Methadone (also known as Dolophine), is a synthetic opioid that is commonly used during cases of opioid dependence as well as for other chronic pain therapy. Developed in the late 1930s in Germany, it was approved for usage in the US in 1947. Since then, methadone quickly became the analgesic drug of choice for opioid detoxification and maintenance of patient groups dependent on opioids (particularly heroin)1. Pharmacologically, methadone works in a similar manner as morphine.1 As a mu-opioid receptor antagonist, it mimics the activity of endogenous opioids/enkephalins/endorphins and affects neurotransmitter release (acetylcholine, norepinephrine, substance P, and dopamine).1 Furthermore, methadone is a strong N-methyl-D-aspartate (NMDA) receptor antagonist.2,3 In the racemic mixture of the R and S enantiomers, R-methadone is responsible for most (if not all) of the analgesic effects.4 R-methadone has been found to have around ten times higher affinity for the mu 1, 2, receptors, as well as the delta receptor in comparison to S-methadone.4 This binding profile of the R-specific enantiomer resembles that of morphine, except for a lower kappa receptor affinity.4
Administration of methadone can be achieved through oral or parenteral routes.5 A common application of methadone is as maintenance therapy for heroin addicts. By substituting heroin, which has a high risk of morbidity and mortality, with the legal methadone, patients are able to circumvent opiate withdrawal symptoms and heroin cravings5. Methadone can also be used in the treatment of chronic pain.2 Due to the shorter analgesic period (4-6 hours) of methadone relative to its half-life when given in a smaller dosage (5-10 mg), chronic pain treatment requires more frequent dosing. In terms of intraoperative usages, methadone has been shown to significantly reduce postoperative analgesic requirements, in comparison to shorter-acting opioids5. For example, with dosages of 20 mg or more, the half-life length can be favorably compared to the clinical effect (around 35 hours).5 Through an intravenous administration, methadone equilibrates in the central nervous system rapidly, causing a rapid onset of analgesia. Major surgeries (spin, open abdominal, thoracic) require higher dosages (20 mg) of methadone, while moderate surgeries (laparoscopic procedures) require around 10 mg of methadone.5 Generally, a single dose of methadone, administered at induction, is sufficient to provide analgesic effects.1
Side effects of methadone through long-term use include sweating, constipation, disturbance of appetite leading to weight gain, sexual dysfunction, sedation, insomnia, and hypoventilation, among others.1 Most severe side effects include apnea, respiratory failure, hypoxia, and subsequent coma/seizures/death.1 However, these consequences are predominantly caused by high doses of methadone. However, due to the fact that methadone acts on central opioid receptors, respiratory depression is a potent consequence that should be carefully monitored.6 Toxicity can also occur from incorrect dosing (more frequent dosing), due to the long half-life of the drug and accumulation.5
Drug usage can also interfere with methadone efficiency, particularly in regards to drugs that impact liver enzymatic metabolism.5 In contrast, binge alcohol drinking can prevent sufficient metabolism of methadone, leading to increased risk of respiratory depression.5 Tapering of methadone can minimize withdrawal symptoms, with tapering not exceeding 1 mg per day.1 Opioid withdrawal effects can be mitigated through symptomatic treatments.1
Methadone is an important analgesic that has analgesic applications in the intra-operative and post-operative space. Safe and effective use of this drug requires understanding of its pharmacokinetic profile, potential side effects, and possible drug interactions to reduce any possible risk.

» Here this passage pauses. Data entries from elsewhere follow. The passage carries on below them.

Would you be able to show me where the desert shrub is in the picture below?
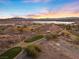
[73,37,79,45]
[45,33,58,41]
[0,47,22,59]
[25,45,41,59]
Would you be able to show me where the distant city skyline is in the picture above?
[0,0,79,18]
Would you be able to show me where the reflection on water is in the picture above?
[33,21,74,24]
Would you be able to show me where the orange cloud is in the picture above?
[23,0,50,3]
[21,2,79,18]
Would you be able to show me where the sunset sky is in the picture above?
[0,0,79,18]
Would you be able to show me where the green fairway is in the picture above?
[25,35,44,42]
[0,47,22,59]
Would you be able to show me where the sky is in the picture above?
[0,0,79,18]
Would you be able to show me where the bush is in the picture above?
[0,47,22,59]
[25,45,41,59]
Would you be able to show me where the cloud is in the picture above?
[0,0,9,3]
[22,2,79,18]
[23,0,50,3]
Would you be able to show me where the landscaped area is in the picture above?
[25,35,44,42]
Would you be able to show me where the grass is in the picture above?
[0,47,22,59]
[25,45,41,59]
[25,35,43,42]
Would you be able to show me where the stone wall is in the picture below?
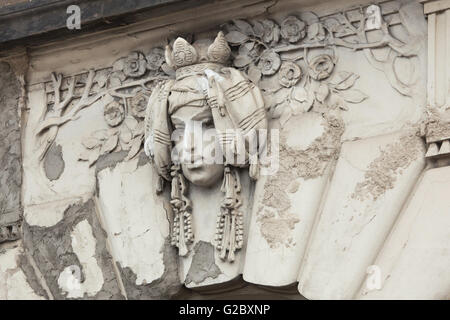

1.Anderson, I. & Kearney, T. Use of methadone. West J Med 172, 43–46 (2000).
2.Brown, R. Methadone: applied pharmacology and use as adjunctive treatment in chronic pain. Postgraduate Medical Journal 80, 654–659 (2004).
3.Doi, S. et al. Characterization of methadone as a β-arrestin-biased μ-opioid receptor agonist. Molecular Pain 12, 174480691665414 (2016).
4.Kristensen, K., Christensen, C. B. & Christrup, L. L. THE MU~,MU2, DELTA, KAPPA OPIOID RECEPTOR BINDING PROFILES OF METHADONE STEREOISOMERS AND MORPHINE. 56, 6 (1995).
5.Murphy, G. S. & Szokol, J. W. Intraoperative Methadone in Surgical Patients: A Review of Clinical Investigations. Anesthesiology 131, 678–692 (2019).
6.Hunt, G. & Bruera, E. Respiratory depression in a patient receiving oral methadone for cancer pain. Journal of Pain and Symptom Management 10, 401–404 (1995).